A Growing Congregation
By Zailin Pena
Su Casa Seventh-day Adventist Church has been in the Collegedale community since the early 1980s, and it's still growing.
The congregation welcomes students from Southern Adventist University and other colleges in the Tennessee area, as well as community members.
Pastor Joel Barrios, who is from Argentina, has led the church for about six years. In total, he has worked 30 years in ministry.
Every Sabbath, the services are divided into two. One part is in Spanish, and the other is bilingual. Fifty percent of the people who attend the second part of the service are college students. However, the church serves members of all ages, including children, elderly people, teenagers, and young couples.

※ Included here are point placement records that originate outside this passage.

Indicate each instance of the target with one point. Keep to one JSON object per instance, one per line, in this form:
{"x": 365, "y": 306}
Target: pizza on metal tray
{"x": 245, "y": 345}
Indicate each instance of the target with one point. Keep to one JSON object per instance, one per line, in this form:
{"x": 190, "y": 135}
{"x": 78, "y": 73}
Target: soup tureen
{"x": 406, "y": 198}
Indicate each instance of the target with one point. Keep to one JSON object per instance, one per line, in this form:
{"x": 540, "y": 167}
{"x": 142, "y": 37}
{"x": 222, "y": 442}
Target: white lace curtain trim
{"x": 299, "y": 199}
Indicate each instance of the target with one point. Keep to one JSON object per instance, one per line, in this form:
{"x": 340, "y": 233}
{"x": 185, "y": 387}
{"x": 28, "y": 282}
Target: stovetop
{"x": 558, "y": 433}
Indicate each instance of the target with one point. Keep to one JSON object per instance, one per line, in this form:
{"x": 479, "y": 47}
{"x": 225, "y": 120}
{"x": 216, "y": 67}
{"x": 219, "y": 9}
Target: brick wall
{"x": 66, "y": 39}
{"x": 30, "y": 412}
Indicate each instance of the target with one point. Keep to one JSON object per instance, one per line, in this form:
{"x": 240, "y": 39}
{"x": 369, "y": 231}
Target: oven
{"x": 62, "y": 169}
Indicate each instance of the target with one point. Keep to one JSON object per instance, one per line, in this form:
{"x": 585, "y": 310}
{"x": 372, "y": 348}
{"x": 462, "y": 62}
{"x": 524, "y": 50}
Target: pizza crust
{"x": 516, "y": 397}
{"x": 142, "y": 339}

Students and members of the church enjoy the potluck that comes after the service every Sabbath. Not only is that a way of getting to know one another, but also a chance to grow closer as a church and community. Rice, beans, brown rice, and other Hispanic delicacies are just a few of the dishes that are served to members and visitors.
According to Barrios, the church has 230 members. There are also over 20 different nationalities represented. While the building may be small, members always make room for those who visit.
With a church that is bustling with people from various places and backgrounds almost every Sabbath, the church is looking to expand.
Barrios said members began to consider the possibility of expanding in 2013, taking into account the lack of space to develop their ministries. There is no set date for the completion of the construction, but an estimate is about a year and a half, he said. Hopefully, once the church has met its goals of expansion, it can keep growing not only in numbers but also in diversity.
My experience visiting this church was a positive one. Barrios was friendly and open to answering any questions that I had about his congregation.
While speaking to him, I realized that my Spanish could’ve been better, but he was kind and patient, and in the end, we were both able to communicate efficiently.
He asked me about my background and where I grew up, as well as the Spanish-speaking church that my family still attends today. His interest in my upbringing made me feel as though I was a member of the church because of the way he gave me his undivided attention.
Visiting Su Casa for the first time in a long time felt refreshing. I felt that way because I was in a place where I felt comfortable speaking my first language to people I knew would understand me.
Not only was the pastor friendly, but the rest of the members were as well. I can see why people are drawn to this special church. It is because the members make all those who enter feel welcome.